I had another u/s and a NST on Wednesday. Gabe passed the NST with flying colors and the u/s showed him looking so big and strong and healthy and...it found a possible problem. They found fluid around his heart. This is one of those things that could be absolutely nothing or it could be big and bad. My doc says he is not overly concerned because Gabe had just passed an NST with flying colors...good heart rate, good reactivity, etc, etc. And, my doc says that none of the signs that would indicate this being on the big and bad end of the spectrum are there...other than the fluid around his heart, everything looks perfect. No inappropriate fluid elsewhere in his little body...and that is a good sign. My doc also says that if the mom (me) catches a virus, this can cause fluid to accumulate around the baby's heart...and I have been sick (bad cold and diarrhea). So, given my history and given the fluid, they have set me up for an appointment with a perinatologist next Friday. I'm not sure what all he will do at the appointment...possibly blood work...and I will have another u/s at the peri's office. Depending on what they find, they could decide to order a fetal echocardiogram to watch the blood flow through Gabe's heart. I also have a NST on Monday and one on Wednesday.

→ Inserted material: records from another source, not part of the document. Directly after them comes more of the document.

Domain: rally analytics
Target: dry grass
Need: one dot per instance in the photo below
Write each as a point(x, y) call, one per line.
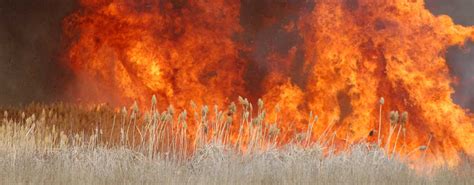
point(65, 144)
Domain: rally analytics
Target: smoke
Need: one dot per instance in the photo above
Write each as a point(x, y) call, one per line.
point(30, 33)
point(460, 60)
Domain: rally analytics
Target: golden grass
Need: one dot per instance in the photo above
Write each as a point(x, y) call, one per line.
point(70, 144)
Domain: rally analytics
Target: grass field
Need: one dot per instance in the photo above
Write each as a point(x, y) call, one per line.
point(66, 144)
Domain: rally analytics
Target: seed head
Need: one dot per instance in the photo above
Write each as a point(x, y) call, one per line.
point(153, 100)
point(394, 116)
point(273, 130)
point(260, 104)
point(135, 107)
point(232, 108)
point(404, 118)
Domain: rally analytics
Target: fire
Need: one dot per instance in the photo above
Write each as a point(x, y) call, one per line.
point(355, 51)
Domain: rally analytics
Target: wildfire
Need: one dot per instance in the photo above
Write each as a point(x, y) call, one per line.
point(355, 51)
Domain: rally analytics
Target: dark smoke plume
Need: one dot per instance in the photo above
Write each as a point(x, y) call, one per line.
point(30, 32)
point(30, 45)
point(460, 60)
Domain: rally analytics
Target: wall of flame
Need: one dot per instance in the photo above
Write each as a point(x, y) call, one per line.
point(348, 54)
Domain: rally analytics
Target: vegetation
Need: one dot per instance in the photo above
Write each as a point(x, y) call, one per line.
point(68, 144)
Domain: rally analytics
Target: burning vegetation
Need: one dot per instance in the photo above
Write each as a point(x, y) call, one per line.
point(347, 55)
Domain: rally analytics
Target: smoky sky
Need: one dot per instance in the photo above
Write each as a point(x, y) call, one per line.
point(30, 45)
point(460, 59)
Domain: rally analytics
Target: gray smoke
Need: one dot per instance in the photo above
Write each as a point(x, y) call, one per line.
point(30, 32)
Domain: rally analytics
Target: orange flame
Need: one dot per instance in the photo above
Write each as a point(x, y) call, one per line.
point(355, 51)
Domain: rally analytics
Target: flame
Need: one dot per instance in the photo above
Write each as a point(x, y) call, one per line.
point(355, 51)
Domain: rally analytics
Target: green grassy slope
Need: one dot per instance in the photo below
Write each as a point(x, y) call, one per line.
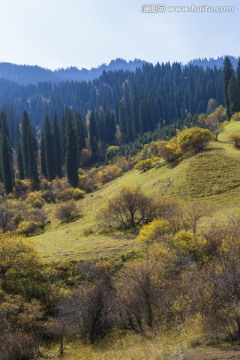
point(212, 177)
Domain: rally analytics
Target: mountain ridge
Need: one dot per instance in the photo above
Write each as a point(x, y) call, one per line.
point(29, 74)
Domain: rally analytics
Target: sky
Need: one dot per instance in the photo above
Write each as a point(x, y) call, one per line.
point(87, 33)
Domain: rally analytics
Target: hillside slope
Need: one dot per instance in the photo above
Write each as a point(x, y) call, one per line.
point(211, 177)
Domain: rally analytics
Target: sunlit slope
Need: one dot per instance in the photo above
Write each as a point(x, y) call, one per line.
point(212, 177)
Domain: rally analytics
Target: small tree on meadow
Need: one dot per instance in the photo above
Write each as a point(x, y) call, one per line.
point(194, 139)
point(129, 209)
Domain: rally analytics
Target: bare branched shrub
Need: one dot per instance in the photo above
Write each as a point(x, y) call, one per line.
point(129, 209)
point(67, 211)
point(17, 346)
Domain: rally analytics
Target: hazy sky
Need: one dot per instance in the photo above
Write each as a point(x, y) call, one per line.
point(87, 33)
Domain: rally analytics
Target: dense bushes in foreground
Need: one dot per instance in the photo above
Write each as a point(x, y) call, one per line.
point(181, 271)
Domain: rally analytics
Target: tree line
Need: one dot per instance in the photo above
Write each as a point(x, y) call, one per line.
point(125, 107)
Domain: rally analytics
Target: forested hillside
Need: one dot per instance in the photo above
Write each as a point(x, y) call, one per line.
point(119, 215)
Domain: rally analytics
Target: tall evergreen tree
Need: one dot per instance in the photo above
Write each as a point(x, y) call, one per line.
point(20, 161)
point(29, 152)
point(227, 74)
point(110, 127)
point(26, 128)
point(50, 157)
point(43, 158)
point(135, 111)
point(238, 73)
point(93, 136)
point(57, 146)
point(72, 151)
point(233, 95)
point(7, 165)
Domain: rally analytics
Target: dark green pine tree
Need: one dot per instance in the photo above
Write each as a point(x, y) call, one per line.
point(4, 129)
point(33, 161)
point(238, 73)
point(110, 124)
point(93, 137)
point(57, 146)
point(123, 122)
point(135, 111)
point(7, 165)
point(43, 158)
point(81, 141)
point(20, 161)
point(64, 137)
point(71, 151)
point(233, 95)
point(29, 152)
point(128, 114)
point(26, 126)
point(49, 152)
point(227, 74)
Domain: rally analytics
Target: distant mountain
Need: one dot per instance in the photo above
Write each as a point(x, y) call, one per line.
point(210, 63)
point(24, 74)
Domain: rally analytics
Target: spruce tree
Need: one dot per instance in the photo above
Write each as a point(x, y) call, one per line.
point(110, 127)
point(24, 139)
point(7, 165)
point(233, 95)
point(43, 158)
point(57, 146)
point(49, 148)
point(71, 151)
point(93, 137)
point(81, 141)
point(20, 161)
point(238, 73)
point(227, 74)
point(29, 152)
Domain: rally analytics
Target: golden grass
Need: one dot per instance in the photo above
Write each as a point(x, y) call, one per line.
point(212, 177)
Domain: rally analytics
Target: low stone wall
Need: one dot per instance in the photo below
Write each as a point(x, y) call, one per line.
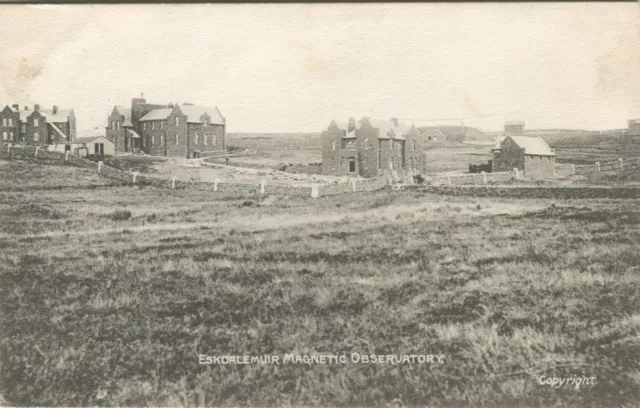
point(533, 191)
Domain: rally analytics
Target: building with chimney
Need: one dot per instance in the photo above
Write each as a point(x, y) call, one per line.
point(634, 127)
point(370, 148)
point(38, 126)
point(514, 127)
point(185, 130)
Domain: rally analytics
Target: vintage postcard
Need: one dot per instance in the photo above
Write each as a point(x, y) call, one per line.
point(320, 205)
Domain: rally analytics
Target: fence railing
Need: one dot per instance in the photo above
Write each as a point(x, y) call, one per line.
point(617, 165)
point(38, 154)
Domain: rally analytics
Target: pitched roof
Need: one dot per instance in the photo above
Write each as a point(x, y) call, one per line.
point(535, 146)
point(126, 113)
point(157, 114)
point(57, 129)
point(194, 114)
point(88, 139)
point(61, 115)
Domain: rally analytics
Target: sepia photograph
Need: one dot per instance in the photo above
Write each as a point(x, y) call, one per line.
point(320, 205)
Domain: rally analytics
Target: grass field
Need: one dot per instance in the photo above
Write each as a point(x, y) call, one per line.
point(109, 299)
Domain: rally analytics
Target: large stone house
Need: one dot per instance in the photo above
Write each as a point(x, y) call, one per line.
point(370, 148)
point(530, 155)
point(37, 126)
point(166, 130)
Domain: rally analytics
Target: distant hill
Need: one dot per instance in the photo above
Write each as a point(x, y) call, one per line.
point(459, 133)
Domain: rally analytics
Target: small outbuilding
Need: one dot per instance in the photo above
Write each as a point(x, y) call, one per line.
point(530, 155)
point(96, 146)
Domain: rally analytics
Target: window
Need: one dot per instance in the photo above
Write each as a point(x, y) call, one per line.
point(352, 165)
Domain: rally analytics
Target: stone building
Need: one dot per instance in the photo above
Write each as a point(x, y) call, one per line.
point(515, 128)
point(37, 126)
point(530, 155)
point(166, 130)
point(371, 147)
point(634, 127)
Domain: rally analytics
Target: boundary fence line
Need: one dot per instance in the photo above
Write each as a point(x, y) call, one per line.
point(41, 155)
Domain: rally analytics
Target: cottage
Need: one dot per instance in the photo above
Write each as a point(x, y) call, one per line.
point(514, 127)
point(183, 130)
point(531, 155)
point(634, 127)
point(372, 147)
point(97, 146)
point(37, 127)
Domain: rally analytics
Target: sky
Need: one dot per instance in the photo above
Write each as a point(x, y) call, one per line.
point(295, 67)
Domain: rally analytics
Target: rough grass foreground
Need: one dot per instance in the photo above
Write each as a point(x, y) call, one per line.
point(110, 309)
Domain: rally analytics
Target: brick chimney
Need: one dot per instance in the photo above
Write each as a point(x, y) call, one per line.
point(352, 124)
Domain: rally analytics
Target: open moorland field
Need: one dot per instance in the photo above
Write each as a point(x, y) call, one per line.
point(109, 295)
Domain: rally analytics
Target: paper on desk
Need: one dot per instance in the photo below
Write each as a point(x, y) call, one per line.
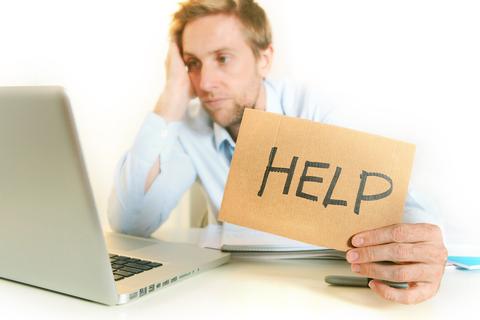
point(247, 243)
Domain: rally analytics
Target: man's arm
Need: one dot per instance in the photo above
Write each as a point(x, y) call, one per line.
point(155, 173)
point(132, 208)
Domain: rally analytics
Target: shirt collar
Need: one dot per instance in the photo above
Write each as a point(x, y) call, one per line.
point(220, 134)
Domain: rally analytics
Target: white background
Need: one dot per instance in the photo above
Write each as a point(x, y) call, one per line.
point(415, 64)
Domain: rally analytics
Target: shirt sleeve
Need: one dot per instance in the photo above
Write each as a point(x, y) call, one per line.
point(131, 210)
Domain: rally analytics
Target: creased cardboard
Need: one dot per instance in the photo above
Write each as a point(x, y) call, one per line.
point(312, 182)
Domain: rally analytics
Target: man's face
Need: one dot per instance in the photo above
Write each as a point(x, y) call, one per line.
point(222, 67)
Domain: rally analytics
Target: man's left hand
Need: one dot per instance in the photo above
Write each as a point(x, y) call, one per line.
point(419, 255)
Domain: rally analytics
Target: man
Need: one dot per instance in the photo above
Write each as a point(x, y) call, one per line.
point(227, 50)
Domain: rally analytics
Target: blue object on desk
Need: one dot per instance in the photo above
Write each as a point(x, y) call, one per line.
point(463, 262)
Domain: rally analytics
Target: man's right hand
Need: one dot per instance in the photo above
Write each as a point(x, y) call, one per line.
point(178, 90)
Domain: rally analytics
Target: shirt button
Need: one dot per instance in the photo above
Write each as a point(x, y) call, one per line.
point(163, 133)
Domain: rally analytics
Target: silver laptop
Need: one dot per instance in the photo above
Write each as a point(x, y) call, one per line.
point(50, 234)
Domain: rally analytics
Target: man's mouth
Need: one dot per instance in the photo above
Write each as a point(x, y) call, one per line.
point(213, 103)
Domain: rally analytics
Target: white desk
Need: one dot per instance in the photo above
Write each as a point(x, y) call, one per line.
point(246, 289)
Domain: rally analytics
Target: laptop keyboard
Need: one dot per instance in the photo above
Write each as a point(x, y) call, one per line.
point(124, 267)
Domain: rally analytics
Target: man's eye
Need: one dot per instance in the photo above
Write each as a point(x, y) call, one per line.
point(223, 59)
point(192, 65)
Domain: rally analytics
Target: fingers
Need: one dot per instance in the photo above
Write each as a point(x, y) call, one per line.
point(404, 232)
point(418, 272)
point(400, 252)
point(414, 294)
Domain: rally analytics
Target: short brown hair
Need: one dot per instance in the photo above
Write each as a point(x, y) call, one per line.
point(253, 18)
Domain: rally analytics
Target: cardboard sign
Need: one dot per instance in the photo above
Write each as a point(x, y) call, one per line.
point(316, 183)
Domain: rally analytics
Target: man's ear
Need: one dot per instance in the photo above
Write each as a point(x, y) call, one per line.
point(264, 61)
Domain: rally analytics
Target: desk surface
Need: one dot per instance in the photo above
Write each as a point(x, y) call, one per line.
point(249, 289)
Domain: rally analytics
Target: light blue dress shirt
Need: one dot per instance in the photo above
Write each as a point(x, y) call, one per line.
point(196, 148)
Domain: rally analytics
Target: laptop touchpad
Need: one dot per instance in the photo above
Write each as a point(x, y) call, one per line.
point(125, 243)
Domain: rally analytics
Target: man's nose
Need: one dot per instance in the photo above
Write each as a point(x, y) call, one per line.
point(208, 78)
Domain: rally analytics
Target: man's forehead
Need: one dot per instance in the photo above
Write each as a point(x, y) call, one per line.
point(210, 34)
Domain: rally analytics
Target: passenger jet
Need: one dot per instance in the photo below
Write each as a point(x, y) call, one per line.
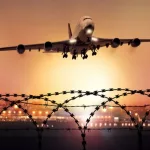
point(79, 42)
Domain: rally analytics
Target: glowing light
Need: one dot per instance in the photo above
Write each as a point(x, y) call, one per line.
point(72, 41)
point(15, 106)
point(33, 112)
point(20, 112)
point(94, 39)
point(4, 112)
point(104, 109)
point(89, 31)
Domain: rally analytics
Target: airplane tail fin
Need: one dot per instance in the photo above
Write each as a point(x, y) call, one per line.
point(69, 31)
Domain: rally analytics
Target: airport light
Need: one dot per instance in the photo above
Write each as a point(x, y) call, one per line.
point(111, 107)
point(72, 41)
point(94, 39)
point(20, 112)
point(4, 112)
point(33, 112)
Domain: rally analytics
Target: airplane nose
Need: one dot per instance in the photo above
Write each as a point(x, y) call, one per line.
point(89, 29)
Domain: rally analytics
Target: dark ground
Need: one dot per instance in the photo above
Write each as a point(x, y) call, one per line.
point(65, 140)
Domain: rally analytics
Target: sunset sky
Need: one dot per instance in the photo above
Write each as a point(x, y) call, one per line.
point(38, 21)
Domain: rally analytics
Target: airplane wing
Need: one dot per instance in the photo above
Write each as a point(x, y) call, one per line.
point(101, 42)
point(47, 46)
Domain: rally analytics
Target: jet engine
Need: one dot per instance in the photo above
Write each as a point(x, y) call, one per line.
point(48, 46)
point(20, 48)
point(135, 42)
point(115, 43)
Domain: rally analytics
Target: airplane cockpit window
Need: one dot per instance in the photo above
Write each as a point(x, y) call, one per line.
point(86, 18)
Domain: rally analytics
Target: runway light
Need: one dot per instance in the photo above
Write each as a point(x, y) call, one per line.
point(72, 41)
point(94, 39)
point(100, 124)
point(33, 112)
point(15, 106)
point(20, 112)
point(104, 110)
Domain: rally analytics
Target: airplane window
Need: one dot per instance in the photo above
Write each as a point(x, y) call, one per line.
point(86, 18)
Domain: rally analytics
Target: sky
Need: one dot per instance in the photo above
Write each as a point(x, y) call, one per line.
point(38, 21)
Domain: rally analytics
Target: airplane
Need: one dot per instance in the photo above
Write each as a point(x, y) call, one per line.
point(79, 42)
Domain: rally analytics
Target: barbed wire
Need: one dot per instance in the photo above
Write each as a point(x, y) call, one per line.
point(45, 97)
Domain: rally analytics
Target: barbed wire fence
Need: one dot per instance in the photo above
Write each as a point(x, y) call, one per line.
point(23, 99)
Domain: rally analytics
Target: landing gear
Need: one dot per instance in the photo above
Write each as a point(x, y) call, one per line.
point(74, 54)
point(83, 54)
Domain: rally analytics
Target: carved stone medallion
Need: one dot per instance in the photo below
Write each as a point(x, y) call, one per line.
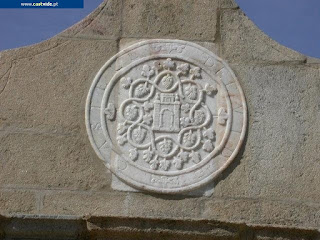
point(166, 115)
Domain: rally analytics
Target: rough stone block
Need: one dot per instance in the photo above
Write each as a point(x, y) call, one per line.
point(85, 204)
point(280, 158)
point(234, 210)
point(242, 41)
point(103, 23)
point(48, 89)
point(180, 19)
point(49, 160)
point(13, 202)
point(163, 206)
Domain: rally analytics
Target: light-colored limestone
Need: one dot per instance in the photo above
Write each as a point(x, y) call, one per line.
point(48, 165)
point(153, 150)
point(12, 202)
point(180, 19)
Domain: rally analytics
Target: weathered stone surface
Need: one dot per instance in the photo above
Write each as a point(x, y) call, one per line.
point(48, 165)
point(103, 23)
point(13, 202)
point(167, 110)
point(242, 41)
point(180, 19)
point(211, 46)
point(85, 204)
point(57, 79)
point(8, 56)
point(280, 159)
point(228, 4)
point(37, 159)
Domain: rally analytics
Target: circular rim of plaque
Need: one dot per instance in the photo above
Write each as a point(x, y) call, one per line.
point(179, 124)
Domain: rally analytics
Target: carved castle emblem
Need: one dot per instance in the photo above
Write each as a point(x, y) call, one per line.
point(164, 120)
point(166, 114)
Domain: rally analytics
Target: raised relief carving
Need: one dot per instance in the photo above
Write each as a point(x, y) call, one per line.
point(165, 115)
point(170, 121)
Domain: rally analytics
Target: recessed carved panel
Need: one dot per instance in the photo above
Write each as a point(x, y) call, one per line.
point(161, 115)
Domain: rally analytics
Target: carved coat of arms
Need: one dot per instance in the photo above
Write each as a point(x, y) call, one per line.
point(172, 113)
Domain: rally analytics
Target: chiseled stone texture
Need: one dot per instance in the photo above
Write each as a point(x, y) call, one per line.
point(179, 19)
point(47, 165)
point(12, 202)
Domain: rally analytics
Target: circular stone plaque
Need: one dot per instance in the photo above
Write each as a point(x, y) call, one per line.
point(166, 115)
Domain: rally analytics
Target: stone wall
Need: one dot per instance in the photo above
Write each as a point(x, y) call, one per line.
point(48, 167)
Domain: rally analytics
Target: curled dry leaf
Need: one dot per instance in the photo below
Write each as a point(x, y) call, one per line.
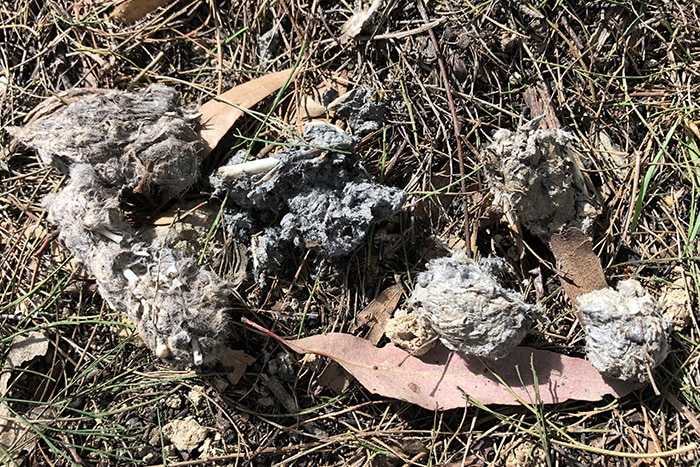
point(131, 11)
point(440, 379)
point(219, 114)
point(376, 315)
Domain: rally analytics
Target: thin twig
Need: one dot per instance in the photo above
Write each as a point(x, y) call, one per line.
point(455, 124)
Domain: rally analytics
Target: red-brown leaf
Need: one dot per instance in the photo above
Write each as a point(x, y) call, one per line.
point(440, 379)
point(219, 114)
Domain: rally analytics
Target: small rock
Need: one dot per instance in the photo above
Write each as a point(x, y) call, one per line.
point(411, 333)
point(186, 435)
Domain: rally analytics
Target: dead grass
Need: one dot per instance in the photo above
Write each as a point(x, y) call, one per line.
point(622, 76)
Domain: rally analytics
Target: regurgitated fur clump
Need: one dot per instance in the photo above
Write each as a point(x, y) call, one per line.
point(535, 180)
point(317, 194)
point(466, 304)
point(116, 142)
point(127, 137)
point(626, 334)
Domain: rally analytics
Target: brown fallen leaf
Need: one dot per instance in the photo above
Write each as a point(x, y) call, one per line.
point(219, 114)
point(580, 268)
point(378, 312)
point(131, 11)
point(440, 379)
point(236, 362)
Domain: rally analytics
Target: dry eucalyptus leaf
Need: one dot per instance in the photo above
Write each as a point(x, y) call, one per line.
point(131, 11)
point(219, 114)
point(440, 379)
point(377, 314)
point(579, 267)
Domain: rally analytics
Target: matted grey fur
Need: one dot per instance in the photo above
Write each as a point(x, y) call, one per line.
point(110, 143)
point(318, 195)
point(534, 178)
point(469, 308)
point(626, 334)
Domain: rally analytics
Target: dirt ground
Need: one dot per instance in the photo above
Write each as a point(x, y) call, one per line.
point(621, 76)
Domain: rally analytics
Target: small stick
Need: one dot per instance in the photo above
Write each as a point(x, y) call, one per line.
point(250, 167)
point(455, 124)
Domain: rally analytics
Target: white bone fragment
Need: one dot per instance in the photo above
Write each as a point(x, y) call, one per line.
point(250, 167)
point(116, 238)
point(162, 350)
point(130, 276)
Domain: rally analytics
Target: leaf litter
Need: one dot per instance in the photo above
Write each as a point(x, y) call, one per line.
point(483, 51)
point(441, 379)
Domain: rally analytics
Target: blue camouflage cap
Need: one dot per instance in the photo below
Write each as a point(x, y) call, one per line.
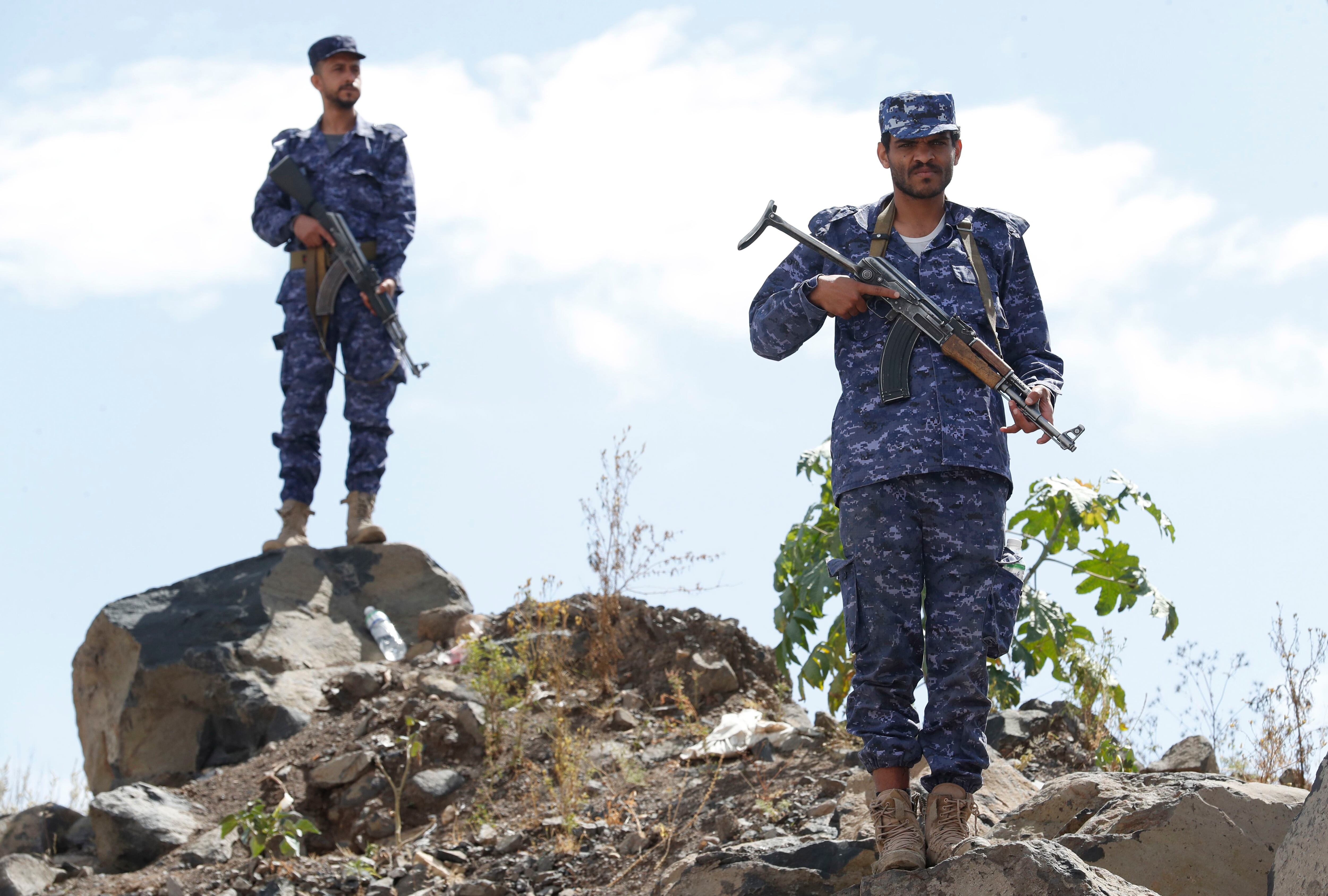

When I'm being calm and logical, I truly believe that everything will be ok...but, when emotions overtake logic, I am so damned scared. This just isn't fair. I wanted one part...only one part...of this pregnancy to go normally and now that has been shot to sh*t. Just when I had really started to relax and enjoy everything...just when I was starting to believe that everything would be ok, this happens and I have to worry again. I am so very tired of nothing going normally.
*btw, on Wednesday, I was 32 weeks 6 days and Gabe was measuring 35 weeks 2 days. His estimated weight was 5 lbs 2 oz (about the 77% for size).